Because of these influences you get a lot of behaviour that is actually anti-social. Pretty depressing given the context.
Some people can't stand automated DMs on Twitter. But I think they're fine as long as they're just a thank you. But when they ask for likes, etc, that can annoy me a bit.
And it's not just the automated DMs. Sometimes they'll write you one referring to your conversation, asking you to do something for them or buy their services. They do it immediately, too. That smacks of desperation which really puts me off.
Another pet peeve is when someone you've just connected with on Twitter asks you a question like "How are you?" as if they want to actually start a conversation. Then you look at their stream and see they're doing exactly the same thing with everyone. They've probably even got some software to do it.
I find that even more irksome because they clearly know engagement is key, but they're not doing it in a genuine way. So it's calculating as well as insincere.
I think the key element I find off-putting is selfishness -- people using these platforms to just say gimme, gimme, gimme! These are often minor things but they do accumulate and you end up with a lower threshold of tolerance for them.
Recently, for example, some guy liked a comment I made in a Linkedin group discussion that referred to a post from his blog. So he sent me a message asking me to write the very same comment on the blog to beef up the interaction!
Another practice that gets my goat is when people go overboard with the cross promotion. They tweet you to a Google Plus update ... which sends you to a Tumblr post ... that points you to a Facebook page update ... that finally links to their blog post! Why not just send people to the post directly?
I know they're just trying to get their other profiles known. But doing it this way just wastes people's time and effort.
I know I'm starting to sound like a bit of a grouch. But there are still more things that peeve me. Private Twitter accounts, for example. I often follow people back but not if they've got that little padlock icon. It seems petty and even a tad paranoid to me. If you were a whistleblower or a citizen journalist in some totalitarian country, sure. But not if you're just tweeting about stuff generally. Why such an intense need for control?
Another biggie -- and one that I'm sure many people can relate to -- is being added to Facebook groups without your consent, often by people you've had little or no interaction with aside from the initial connection.
Still on Facebook: I don't like it when people repeatedly suggest that I connect with their friends. Not so bad if I share an interest. But for personal, friendly connections it can get a bit OTT after a while. I feel like saying to them: Don't you get it? I'm not interested!

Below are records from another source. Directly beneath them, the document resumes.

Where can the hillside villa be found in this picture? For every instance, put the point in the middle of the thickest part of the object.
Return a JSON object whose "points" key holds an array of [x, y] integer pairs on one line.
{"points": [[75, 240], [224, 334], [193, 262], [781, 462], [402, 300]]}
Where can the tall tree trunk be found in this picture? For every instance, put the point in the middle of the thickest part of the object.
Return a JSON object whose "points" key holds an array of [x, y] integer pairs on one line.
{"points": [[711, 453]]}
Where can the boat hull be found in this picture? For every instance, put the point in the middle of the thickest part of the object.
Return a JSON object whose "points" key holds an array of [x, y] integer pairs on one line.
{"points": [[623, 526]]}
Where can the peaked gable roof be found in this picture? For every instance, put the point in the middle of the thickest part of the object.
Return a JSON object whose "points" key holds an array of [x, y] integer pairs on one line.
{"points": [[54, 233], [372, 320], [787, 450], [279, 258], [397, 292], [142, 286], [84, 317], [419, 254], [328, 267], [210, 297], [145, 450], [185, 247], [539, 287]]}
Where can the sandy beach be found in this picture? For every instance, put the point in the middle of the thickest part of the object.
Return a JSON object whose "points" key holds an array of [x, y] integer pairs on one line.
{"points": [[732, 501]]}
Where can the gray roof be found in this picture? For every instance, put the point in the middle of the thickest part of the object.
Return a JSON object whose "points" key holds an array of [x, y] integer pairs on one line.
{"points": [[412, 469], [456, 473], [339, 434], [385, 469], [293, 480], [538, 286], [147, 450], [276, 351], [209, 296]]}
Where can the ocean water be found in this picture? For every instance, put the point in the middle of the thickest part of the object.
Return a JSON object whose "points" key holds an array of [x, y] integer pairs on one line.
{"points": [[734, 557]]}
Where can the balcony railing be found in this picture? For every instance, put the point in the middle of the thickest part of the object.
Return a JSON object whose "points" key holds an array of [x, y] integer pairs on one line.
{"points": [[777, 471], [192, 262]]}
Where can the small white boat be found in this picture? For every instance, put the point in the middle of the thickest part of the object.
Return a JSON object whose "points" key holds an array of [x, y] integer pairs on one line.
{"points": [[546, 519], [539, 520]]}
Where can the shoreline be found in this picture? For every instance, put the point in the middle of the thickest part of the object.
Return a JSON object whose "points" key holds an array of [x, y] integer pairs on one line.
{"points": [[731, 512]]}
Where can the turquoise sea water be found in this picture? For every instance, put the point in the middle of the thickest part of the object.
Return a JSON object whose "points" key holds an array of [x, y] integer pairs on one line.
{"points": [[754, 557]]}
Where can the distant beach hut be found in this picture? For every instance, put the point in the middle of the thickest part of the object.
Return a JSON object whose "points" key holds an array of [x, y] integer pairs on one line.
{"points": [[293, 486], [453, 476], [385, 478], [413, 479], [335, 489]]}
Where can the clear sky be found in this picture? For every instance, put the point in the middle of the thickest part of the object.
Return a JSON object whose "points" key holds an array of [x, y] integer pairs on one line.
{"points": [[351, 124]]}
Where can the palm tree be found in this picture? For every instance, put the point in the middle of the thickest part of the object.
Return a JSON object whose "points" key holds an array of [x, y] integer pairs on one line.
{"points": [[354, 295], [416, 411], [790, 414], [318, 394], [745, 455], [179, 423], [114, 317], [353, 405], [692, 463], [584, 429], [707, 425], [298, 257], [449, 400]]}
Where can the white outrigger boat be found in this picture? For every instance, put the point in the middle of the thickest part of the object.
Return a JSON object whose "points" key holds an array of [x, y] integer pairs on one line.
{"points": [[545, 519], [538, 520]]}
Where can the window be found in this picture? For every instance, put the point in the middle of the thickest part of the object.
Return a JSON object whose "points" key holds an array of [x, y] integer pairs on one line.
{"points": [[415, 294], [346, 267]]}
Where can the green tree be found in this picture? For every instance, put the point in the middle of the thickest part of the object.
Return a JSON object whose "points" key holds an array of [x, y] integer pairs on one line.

Another thing that annoys me on Facebook is when people like my page, then immediately say in a comment (or worse still, in a message) that they want me to like theirs. After a while, that gets a bit tiresome even when they're in the same niche as me. And if their page has nothing in common with mine, and I'm not interested in what theirs is about, that annoys me.

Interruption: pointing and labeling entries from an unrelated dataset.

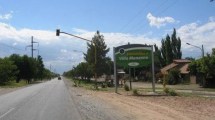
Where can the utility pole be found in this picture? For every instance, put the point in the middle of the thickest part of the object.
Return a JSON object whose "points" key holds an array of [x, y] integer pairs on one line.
{"points": [[32, 46]]}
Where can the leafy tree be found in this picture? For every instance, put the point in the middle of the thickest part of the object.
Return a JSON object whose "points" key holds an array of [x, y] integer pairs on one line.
{"points": [[204, 69], [99, 47], [7, 70], [170, 49], [84, 70]]}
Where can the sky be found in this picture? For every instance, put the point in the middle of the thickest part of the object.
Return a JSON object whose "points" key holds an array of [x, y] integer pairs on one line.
{"points": [[119, 21]]}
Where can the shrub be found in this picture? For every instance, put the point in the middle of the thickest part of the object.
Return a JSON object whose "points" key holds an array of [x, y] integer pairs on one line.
{"points": [[172, 93], [135, 92], [166, 90], [173, 77], [126, 87]]}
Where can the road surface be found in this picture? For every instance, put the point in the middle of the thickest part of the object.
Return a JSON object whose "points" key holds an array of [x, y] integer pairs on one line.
{"points": [[45, 101]]}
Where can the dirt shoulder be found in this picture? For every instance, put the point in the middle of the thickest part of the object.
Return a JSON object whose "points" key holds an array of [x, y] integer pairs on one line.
{"points": [[7, 90], [153, 107]]}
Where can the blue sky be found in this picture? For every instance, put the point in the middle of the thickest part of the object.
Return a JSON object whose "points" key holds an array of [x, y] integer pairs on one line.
{"points": [[120, 21]]}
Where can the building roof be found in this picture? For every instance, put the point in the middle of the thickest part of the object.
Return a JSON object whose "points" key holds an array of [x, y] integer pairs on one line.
{"points": [[181, 64], [184, 69], [166, 68]]}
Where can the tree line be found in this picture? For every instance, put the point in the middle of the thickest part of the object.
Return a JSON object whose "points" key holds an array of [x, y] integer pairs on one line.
{"points": [[99, 65], [17, 68]]}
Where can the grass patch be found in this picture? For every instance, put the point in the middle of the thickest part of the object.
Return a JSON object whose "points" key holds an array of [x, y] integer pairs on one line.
{"points": [[13, 84], [136, 92]]}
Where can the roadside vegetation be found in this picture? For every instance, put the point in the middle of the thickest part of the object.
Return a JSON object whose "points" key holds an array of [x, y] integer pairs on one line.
{"points": [[17, 70]]}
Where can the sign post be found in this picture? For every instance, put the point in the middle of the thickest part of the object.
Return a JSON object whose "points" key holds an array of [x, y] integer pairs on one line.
{"points": [[133, 56]]}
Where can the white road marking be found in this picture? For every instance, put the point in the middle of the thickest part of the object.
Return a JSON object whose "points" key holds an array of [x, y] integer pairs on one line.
{"points": [[7, 112]]}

Basically, I won't like a page unless I'm interested in it. And I don't expect the owner to like mine back -- although of course it's always nice when that happens. But being demanding is just rude.
I suppose that people do this because it does work for them and their numbers improve. But apart from the fact that this is pushy, it's always better to focus on quality over quantity (both in terms of content shared and the nature of the following itself).
When it comes to these etiquette issues I think a good rule of thumb is that if you'd feel uncomfortable approaching people in a certain way in real life then don't do it on a social network!